Solutions - Chapter 16

16-1: Sitka Rainfall

Sitka is located in a temperate rainforest, so it gets a fair amount of rainfall. In the data file sitka_weather_2021_full.csv is a header called PRCP, which represents daily rainfall amounts. Make a visualization focusing on the data in this column.

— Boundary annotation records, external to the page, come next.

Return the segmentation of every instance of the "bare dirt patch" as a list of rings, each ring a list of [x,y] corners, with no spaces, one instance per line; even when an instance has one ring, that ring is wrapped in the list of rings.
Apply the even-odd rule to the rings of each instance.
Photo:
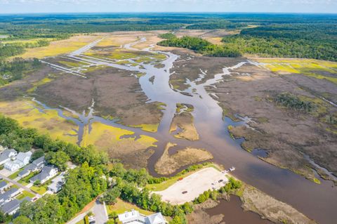
[[[174,88],[184,91],[189,87],[186,79],[195,80],[204,75],[197,84],[203,83],[209,79],[214,77],[216,74],[222,73],[223,68],[232,66],[242,59],[229,58],[214,58],[194,56],[177,51],[181,60],[174,63],[172,72],[174,73],[170,77],[170,83]]]
[[[0,100],[14,100],[27,95],[28,90],[34,86],[34,84],[47,77],[49,74],[58,73],[48,66],[42,65],[37,71],[29,72],[22,79],[16,80],[0,87]]]
[[[177,131],[178,129],[181,129],[181,131]],[[190,140],[199,139],[198,132],[193,124],[193,116],[190,112],[183,111],[176,113],[171,124],[170,133],[176,131],[178,132],[174,135],[176,138],[185,138]]]
[[[223,181],[218,183],[219,180]],[[165,202],[172,204],[182,204],[192,202],[204,192],[212,190],[213,187],[219,189],[227,181],[224,173],[213,167],[207,167],[177,181],[164,190],[154,193],[161,195]],[[187,192],[183,194],[184,191]]]
[[[145,103],[147,98],[130,72],[105,67],[86,74],[88,79],[60,75],[37,88],[37,98],[48,105],[62,105],[79,112],[88,108],[93,99],[97,115],[119,118],[120,122],[129,126],[159,122],[162,113],[157,103]]]
[[[192,147],[186,147],[173,154],[169,154],[170,147],[176,145],[171,143],[166,145],[163,154],[154,166],[158,173],[171,174],[180,167],[213,159],[212,154],[206,150]]]
[[[289,204],[278,201],[251,186],[245,186],[242,207],[276,223],[316,223]]]
[[[326,114],[336,113],[336,107],[296,82],[265,69],[247,65],[232,72],[236,73],[225,77],[225,81],[217,84],[216,88],[208,88],[208,91],[216,93],[225,115],[232,117],[239,114],[252,118],[249,123],[251,128],[239,126],[230,130],[235,137],[245,138],[244,149],[267,150],[268,155],[263,159],[315,181],[311,169],[315,168],[305,154],[337,175],[337,138],[329,131],[334,126],[324,119]],[[321,81],[325,81],[316,80],[317,83]],[[302,85],[310,88],[310,83],[303,82]],[[277,105],[273,98],[284,92],[312,101],[317,110],[305,113]]]

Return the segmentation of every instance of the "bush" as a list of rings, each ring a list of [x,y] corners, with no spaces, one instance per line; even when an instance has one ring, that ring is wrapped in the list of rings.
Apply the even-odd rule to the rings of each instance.
[[[289,93],[277,95],[275,100],[279,105],[298,111],[310,112],[314,110],[315,107],[312,102],[303,101],[296,95]]]

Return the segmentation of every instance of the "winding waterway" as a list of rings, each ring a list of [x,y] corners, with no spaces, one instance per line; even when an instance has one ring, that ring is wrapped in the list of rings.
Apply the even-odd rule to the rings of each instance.
[[[129,44],[124,47],[132,49],[132,46],[144,41],[142,39],[138,42]],[[94,44],[91,45],[92,47]],[[167,58],[161,63],[164,67],[157,68],[153,65],[138,63],[139,66],[126,66],[114,63],[110,60],[104,60],[88,57],[81,55],[84,51],[90,47],[81,48],[69,55],[70,58],[83,60],[93,65],[103,65],[128,71],[145,72],[146,74],[139,79],[139,83],[144,93],[147,96],[148,102],[162,102],[166,106],[162,119],[157,133],[148,133],[139,129],[125,126],[117,123],[117,121],[110,121],[102,117],[94,116],[94,105],[89,110],[88,115],[86,113],[79,114],[67,108],[78,118],[65,116],[62,110],[50,108],[39,103],[44,109],[56,110],[59,116],[70,119],[79,125],[79,143],[81,140],[83,129],[85,125],[90,125],[93,121],[99,121],[107,125],[117,126],[135,132],[136,136],[145,134],[157,138],[159,140],[158,147],[154,154],[149,160],[149,170],[152,175],[157,175],[154,165],[161,155],[164,145],[168,142],[177,143],[182,148],[185,146],[203,147],[211,152],[214,157],[214,162],[224,165],[225,167],[234,166],[237,169],[234,175],[243,181],[256,187],[260,190],[273,196],[276,199],[288,203],[311,218],[319,223],[333,224],[337,220],[337,187],[333,187],[330,181],[320,179],[322,184],[317,185],[303,177],[295,174],[287,169],[280,169],[269,164],[252,154],[250,154],[240,146],[242,140],[231,138],[228,125],[240,125],[244,121],[234,122],[228,117],[223,117],[223,110],[218,102],[205,90],[205,86],[213,85],[222,79],[223,76],[229,75],[231,71],[246,63],[253,62],[243,61],[232,67],[224,67],[221,74],[216,74],[213,79],[206,80],[202,84],[196,81],[189,81],[191,86],[192,96],[185,95],[173,89],[169,84],[170,70],[173,67],[173,62],[179,58],[178,55],[170,52],[152,51],[151,48],[145,49],[152,53],[165,54]],[[136,62],[132,61],[133,63]],[[154,77],[150,81],[150,77]],[[80,78],[80,77],[79,77]],[[199,83],[199,82],[198,82]],[[200,139],[197,141],[188,141],[177,139],[169,133],[169,127],[176,112],[176,103],[187,103],[192,105],[194,110],[194,125],[196,126]]]

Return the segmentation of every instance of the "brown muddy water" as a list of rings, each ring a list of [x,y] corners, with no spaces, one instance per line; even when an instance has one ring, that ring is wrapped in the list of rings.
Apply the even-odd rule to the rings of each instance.
[[[132,44],[129,44],[125,47],[130,49],[131,46]],[[150,48],[147,51],[151,51]],[[157,133],[152,133],[139,129],[125,126],[117,124],[118,121],[106,120],[93,115],[94,114],[93,110],[91,110],[91,113],[89,113],[91,114],[90,117],[82,114],[77,114],[80,115],[79,119],[74,119],[65,116],[60,109],[49,108],[49,110],[58,110],[60,116],[72,120],[79,125],[79,143],[81,140],[84,125],[88,124],[90,128],[90,124],[93,121],[99,121],[132,131],[135,132],[136,136],[145,134],[157,138],[159,140],[157,147],[154,148],[155,152],[149,159],[148,166],[150,173],[154,176],[158,176],[154,169],[154,164],[162,154],[168,142],[178,144],[179,148],[183,148],[186,146],[204,148],[213,154],[215,162],[223,165],[225,168],[232,166],[235,166],[237,169],[232,174],[244,182],[257,187],[279,200],[291,204],[319,223],[336,223],[337,187],[333,187],[331,182],[322,180],[319,178],[322,184],[315,184],[289,170],[269,164],[258,159],[257,156],[242,150],[240,146],[242,140],[231,138],[227,127],[229,125],[244,124],[244,121],[234,122],[228,117],[223,118],[223,110],[218,105],[218,102],[206,91],[205,86],[220,81],[223,76],[230,75],[233,69],[239,67],[246,63],[253,65],[253,63],[242,59],[242,61],[238,61],[236,65],[231,67],[227,67],[226,65],[224,65],[223,73],[216,74],[214,78],[208,79],[203,84],[199,84],[199,82],[196,84],[196,81],[187,81],[191,86],[185,91],[191,94],[192,96],[189,96],[174,90],[169,84],[170,69],[173,67],[173,62],[179,58],[178,55],[168,52],[159,53],[167,56],[166,60],[162,62],[165,66],[161,68],[155,67],[153,65],[143,63],[138,63],[139,66],[137,67],[121,65],[111,62],[108,58],[103,60],[84,56],[80,53],[69,55],[70,58],[90,62],[92,65],[103,65],[121,70],[146,73],[145,75],[139,79],[139,82],[143,92],[149,99],[147,102],[158,101],[166,105],[165,110],[163,111],[164,116]],[[133,64],[133,62],[136,63],[134,61],[132,61],[132,62]],[[149,78],[152,77],[154,77],[153,81],[149,81]],[[202,79],[201,75],[200,79]],[[199,140],[191,142],[177,139],[169,133],[170,124],[176,112],[176,105],[178,103],[190,104],[194,106],[194,110],[192,114],[195,126],[200,136]],[[43,104],[40,105],[46,107]],[[94,108],[94,107],[93,107]],[[48,109],[47,107],[45,108]],[[262,153],[262,152],[260,152]],[[241,203],[239,204],[239,202],[236,201],[237,199],[234,199],[232,202],[223,202],[221,206],[216,209],[218,209],[217,211],[219,212],[224,211],[225,213],[226,209],[223,206],[226,206],[225,208],[230,210],[241,209]],[[240,214],[237,213],[237,216],[246,216],[243,214],[246,213],[241,212]],[[231,214],[227,216],[227,218],[225,218],[232,217]],[[258,222],[257,219],[256,223],[265,223],[265,220],[260,220],[260,221]],[[246,222],[246,223],[253,223]]]
[[[226,224],[272,224],[268,220],[262,219],[260,216],[251,211],[244,211],[241,208],[241,199],[232,195],[230,202],[221,199],[214,208],[205,209],[211,216],[223,214],[223,221]]]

You can repeat the exercise for Death Valley if you’re curious how little rainfall occurs in a desert.

sitka_rainfall.py

from pathlib import Path
import csv
from datetime import datetime

import matplotlib.pyplot as plt


path = Path('weather_data/sitka_weather_2021_full.csv')
lines = path.read_text().splitlines()

reader = csv.reader(lines)
header_row = next(reader)

# Extract dates and rainfall amounts
dates, precips = [], []
for row in reader:
    current_date = datetime.strptime(row[2], '%Y-%m-%d')
    precip = float(row[5])
    dates.append(current_date)
    precips.append(precip)

# Plot the high temperatures.
plt.style.use('seaborn-v0_8')
fig, ax = plt.subplots()
ax.bar(dates, precips, color='blue')

# Format plot.
ax.set_title("Daily Precipitation, 2021", fontsize=24)
ax.set_xlabel('', fontsize=16)
fig.autofmt_xdate()
ax.set_ylabel("Precipitation Amount (in)", fontsize=16)
ax.tick_params(labelsize=16)

plt.show()

Output:

Plot of daily rainfall amounts for Sitka, Alaska in 2021.

16-2: Sitka–Death Valley Comparison

The temperature scales on the Sitka and Death Valley graphs reflect the different data ranges. To accurately compare the temperature range in Sitka to that of Death Valley, you need identical scales on the y-axis. Change the settings for the y-axis on one or both of the charts in Figures 16-5 and 16-6. Then make a direct comparison between temperature ranges in Sitka and Death Valley (or any two places you want to compare).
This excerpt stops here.